Die Marina ist klein aber fein, saubere Sanitäranlagen, wirklich heißes (!) Wasser in der Dusche, sehr ruhig und das Personal ist äußerst freundlich und hilfsbereit. Außerdem lernen wir Ute und Matthias kennen, 2 Schweizer, die mit einer wunderschönen Moody 54 unterwegs sind.

Gemeinsam erkunden wir Erice, ein mittelalterliches Städtchen auf einem Hügel oberhalb von Trapani. Mit der Gondelbahn geht es wie beim Skifahren hinauf. Hier ist es wirklich nett, uralte Häuschen schmiegen sich in engen Gassen aneinander, alles umrahmt von einer fetten Stadtmauer. Wir genießen den Ausblick von hier oben und den Sonnenuntergang. Dann werden hier die Gehsteige hochgeklappt und das Städtchen ist gänzlich ausgestorben.

Retour an Bord genießen wir noch einen gemütlichen Abend. Am nächsten Morgen fahren Ute und Matthias Richtung Palermo, wir wollen weiter auf die Egadischen Inseln.

Von den Egadischen Inseln Favignana, Marettimo und Levanzo können wir nur die kleinste, Levanzo (ca 5km²), richtig erkunden, bei den anderen können bzw. wollen wir bei den gegebenen Windverhältnissen nicht ankern. Ist aber nicht weiter schlimm, denn auf Levanzo wartet ein besonderes Schmankerl auf uns, die Grotta Genovese, eine Höhle mit prähistorischen Malereien.

Wir vereinbaren einen Besichtigungstermin. Statt mit dem Landrover über staubige Straßen zur Grotte zu fahren, wollen wir den Wanderweg entlang der Küstenlinie wählen, eine wahrlich gute Entscheidung.
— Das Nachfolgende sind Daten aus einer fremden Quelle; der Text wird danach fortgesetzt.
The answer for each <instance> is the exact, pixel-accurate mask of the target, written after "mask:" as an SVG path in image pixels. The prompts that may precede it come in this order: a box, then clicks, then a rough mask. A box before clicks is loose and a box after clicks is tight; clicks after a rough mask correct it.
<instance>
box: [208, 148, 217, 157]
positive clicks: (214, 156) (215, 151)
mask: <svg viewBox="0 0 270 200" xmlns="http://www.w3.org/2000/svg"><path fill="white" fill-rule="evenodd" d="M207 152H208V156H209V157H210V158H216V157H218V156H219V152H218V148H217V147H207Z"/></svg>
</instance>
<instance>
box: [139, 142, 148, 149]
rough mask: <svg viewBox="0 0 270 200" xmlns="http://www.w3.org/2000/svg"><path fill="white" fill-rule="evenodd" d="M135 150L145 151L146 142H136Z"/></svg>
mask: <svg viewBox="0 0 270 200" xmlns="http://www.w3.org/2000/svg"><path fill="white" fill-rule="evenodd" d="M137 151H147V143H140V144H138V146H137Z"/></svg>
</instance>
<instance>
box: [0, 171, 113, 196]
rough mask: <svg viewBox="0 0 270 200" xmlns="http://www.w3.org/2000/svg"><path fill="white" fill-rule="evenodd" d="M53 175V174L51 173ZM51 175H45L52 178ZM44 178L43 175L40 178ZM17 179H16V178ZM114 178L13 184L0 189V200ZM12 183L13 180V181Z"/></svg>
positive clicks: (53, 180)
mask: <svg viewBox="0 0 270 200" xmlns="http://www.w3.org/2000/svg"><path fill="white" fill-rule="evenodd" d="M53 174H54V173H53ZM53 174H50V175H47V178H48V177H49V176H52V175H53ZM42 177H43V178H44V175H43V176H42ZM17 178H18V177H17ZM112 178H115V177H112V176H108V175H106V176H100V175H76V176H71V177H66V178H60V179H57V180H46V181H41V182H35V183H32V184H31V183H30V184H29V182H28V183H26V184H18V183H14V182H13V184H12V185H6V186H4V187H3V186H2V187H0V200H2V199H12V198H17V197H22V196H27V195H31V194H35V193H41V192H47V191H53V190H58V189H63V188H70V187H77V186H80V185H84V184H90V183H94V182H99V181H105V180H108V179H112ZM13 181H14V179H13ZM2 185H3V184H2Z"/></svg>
Der Weg führt durch die blühende und herrlich duftende Macchie, vorbei an einer Mövenkolonie mit etlichen vollflauschigen Jungtieren und malerischen Stränden, immer ein herrlicher Ausblick über das Meer. Die Sonne scheint, es ist aber noch nicht heiß, das haben wir wirklich optimal erwischt.
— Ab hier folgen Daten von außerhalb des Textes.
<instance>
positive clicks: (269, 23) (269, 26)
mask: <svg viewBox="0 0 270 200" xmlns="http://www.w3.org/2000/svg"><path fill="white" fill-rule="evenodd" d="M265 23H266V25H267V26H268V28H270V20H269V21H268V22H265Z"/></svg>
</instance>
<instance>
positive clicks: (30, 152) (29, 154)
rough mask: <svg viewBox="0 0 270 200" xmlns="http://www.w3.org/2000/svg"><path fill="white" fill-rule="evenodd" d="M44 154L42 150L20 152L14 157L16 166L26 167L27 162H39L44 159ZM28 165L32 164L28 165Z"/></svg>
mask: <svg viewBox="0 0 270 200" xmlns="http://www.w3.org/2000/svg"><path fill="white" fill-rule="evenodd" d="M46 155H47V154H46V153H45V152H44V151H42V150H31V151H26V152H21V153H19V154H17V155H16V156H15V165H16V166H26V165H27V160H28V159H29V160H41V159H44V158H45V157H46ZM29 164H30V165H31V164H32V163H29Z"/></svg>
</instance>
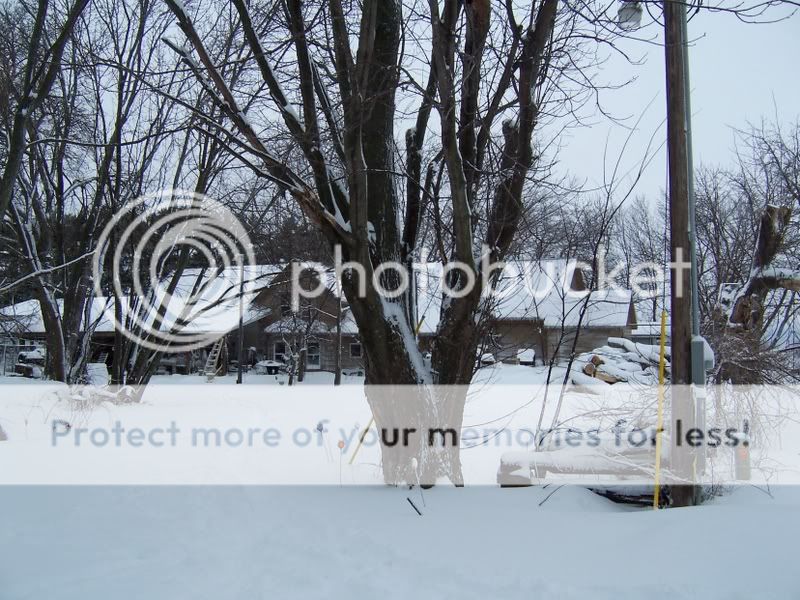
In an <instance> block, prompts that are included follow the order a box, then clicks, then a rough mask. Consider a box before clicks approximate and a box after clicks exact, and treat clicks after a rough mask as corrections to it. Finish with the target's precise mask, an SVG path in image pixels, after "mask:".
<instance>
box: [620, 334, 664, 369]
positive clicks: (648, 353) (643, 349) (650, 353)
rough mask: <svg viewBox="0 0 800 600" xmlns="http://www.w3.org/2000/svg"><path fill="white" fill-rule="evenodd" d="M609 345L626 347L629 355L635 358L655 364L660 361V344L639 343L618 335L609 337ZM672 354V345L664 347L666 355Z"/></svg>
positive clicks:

Vor der Höhle wartet schon unser Guide. Mit Helmen ausgestattet kriechen wir geduckt durch einen engen Gang, der sich nach wenigen Metern zu einem großen Gewölbe weitet. Wir erfahren, dass die Höhle mehrere tausend Jahre für kultische Zwecke verwendet wurde, In einer älteren Phase, vor ca 12-14.000 Jahren wurden Tierbildnisse in den Stein geritzt. Später, vor ca 8-10.000 Jahren wurde mit einem Gemisch von Holzkohle und Tierfett gemalt. Die eingeritzten Bildnisse stellen große Landsäugetiere dar, wie z.B. Esel, Ziegen und Büffel bzw ursprüngliche Rinder, die in ihrer Darstellung sehr den Rindern Picassos ähneln. Die jüngeren gemalten Bilder zeigen Frauen, Männer und Meereslebewesen wie Thunfische, Delfine und Muscheln. Man geht davon aus, dass die Inseln früher keine Inseln , sondern über trockenes Land mit Sizilien verbunden waren. Später stieg der Meeresspiegel, bzw. sank die tektonische Platte ab, die Inseln entstanden, die großen Säugetiere verschwanden und Meerestiere gewannen für den prähistorischen Menschen an Bedeutung.
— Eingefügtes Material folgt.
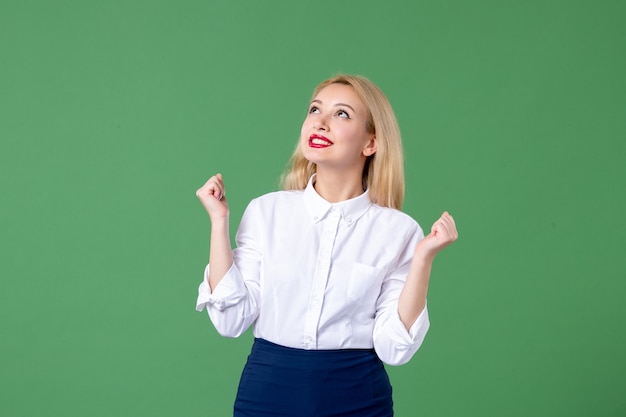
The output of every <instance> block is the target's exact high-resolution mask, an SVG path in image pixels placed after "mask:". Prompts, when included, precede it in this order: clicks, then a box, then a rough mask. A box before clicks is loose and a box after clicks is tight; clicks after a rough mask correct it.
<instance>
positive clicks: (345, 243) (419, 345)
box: [196, 75, 457, 417]
mask: <svg viewBox="0 0 626 417" xmlns="http://www.w3.org/2000/svg"><path fill="white" fill-rule="evenodd" d="M290 165H291V166H290V168H289V170H288V171H287V172H286V174H285V175H284V177H283V188H284V191H279V192H275V193H270V194H267V195H264V196H262V197H259V198H257V199H255V200H253V201H252V202H251V203H250V204H249V206H248V207H247V209H246V211H245V213H244V215H243V218H242V220H241V223H240V225H239V229H238V232H237V239H236V240H237V247H236V249H234V250H232V249H231V244H230V239H229V228H228V220H229V217H228V215H229V210H228V202H227V199H226V196H225V186H224V179H223V178H222V176H221V175H220V174H217V175H215V176H213V177H211V178H210V179H209V180H208V181H207V183H206V184H205V185H204V186H202V187H201V188H200V189H199V190H198V191H197V193H196V194H197V196H198V198H199V199H200V201H201V202H202V204H203V205H204V207H205V208H206V210H207V212H208V214H209V217H210V219H211V242H210V245H211V246H210V255H209V265H208V266H207V268H206V270H205V279H204V280H203V282H202V284H201V285H200V288H199V295H198V301H197V307H196V308H197V309H198V310H199V311H202V310H203V309H204V308H206V309H207V310H208V313H209V316H210V317H211V320H212V322H213V324H214V325H215V327H216V329H217V330H218V332H219V333H220V334H222V335H223V336H227V337H237V336H239V335H241V334H242V333H243V332H244V331H245V330H246V329H247V328H248V327H249V326H250V325H253V333H254V337H255V341H254V345H253V347H252V352H251V354H250V356H249V358H248V362H247V363H246V366H245V368H244V371H243V374H242V377H241V381H240V384H239V390H238V392H237V399H236V401H235V416H255V417H256V416H268V417H269V416H272V417H276V416H289V417H296V416H297V417H302V416H315V417H323V416H358V417H367V416H391V415H393V403H392V396H391V386H390V384H389V379H388V377H387V374H386V372H385V369H384V366H383V362H384V363H388V364H391V365H399V364H403V363H406V362H407V361H408V360H409V359H410V358H411V357H412V356H413V354H414V353H415V352H416V351H417V349H418V348H419V346H420V345H421V343H422V341H423V339H424V336H425V334H426V332H427V330H428V326H429V320H428V312H427V308H426V295H427V290H428V281H429V278H430V271H431V266H432V263H433V260H434V258H435V255H436V254H437V253H438V252H439V251H440V250H441V249H443V248H444V247H446V246H447V245H449V244H450V243H452V242H453V241H454V240H456V238H457V232H456V227H455V223H454V220H453V218H452V217H451V216H450V215H449V214H448V213H447V212H446V213H443V215H442V216H441V218H439V219H438V220H437V221H436V222H435V223H434V224H433V226H432V229H431V232H430V234H429V235H428V236H426V237H424V234H423V232H422V229H421V228H420V226H419V225H418V224H417V222H415V220H413V219H412V218H411V217H409V216H408V215H406V214H404V213H402V212H401V211H399V209H400V208H401V205H402V201H403V197H404V173H403V160H402V145H401V140H400V132H399V129H398V125H397V122H396V118H395V116H394V113H393V110H392V108H391V106H390V104H389V102H388V101H387V98H386V97H385V95H384V94H383V93H382V92H381V90H380V89H379V88H378V87H377V86H375V85H374V84H373V83H372V82H370V81H369V80H367V79H365V78H363V77H360V76H350V75H339V76H336V77H333V78H331V79H329V80H326V81H324V82H322V83H321V84H320V85H319V86H317V88H316V89H315V90H314V92H313V99H312V101H311V104H310V107H309V111H308V115H307V117H306V119H305V120H304V123H303V124H302V131H301V135H300V140H299V141H298V144H297V147H296V150H295V152H294V154H293V156H292V159H291V164H290Z"/></svg>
Diese Höhlenmalereien sind bis jetzt die ältesten Artefakte, das wir jemals gesehen haben.

Eine Schlechtwetterfront naht, wir segeln retour nach Trapani, checken bei Maurizio erneut ein und warten auf ein günstiges Wetterfenster für den Sprung über Sardinien zu den Balearen.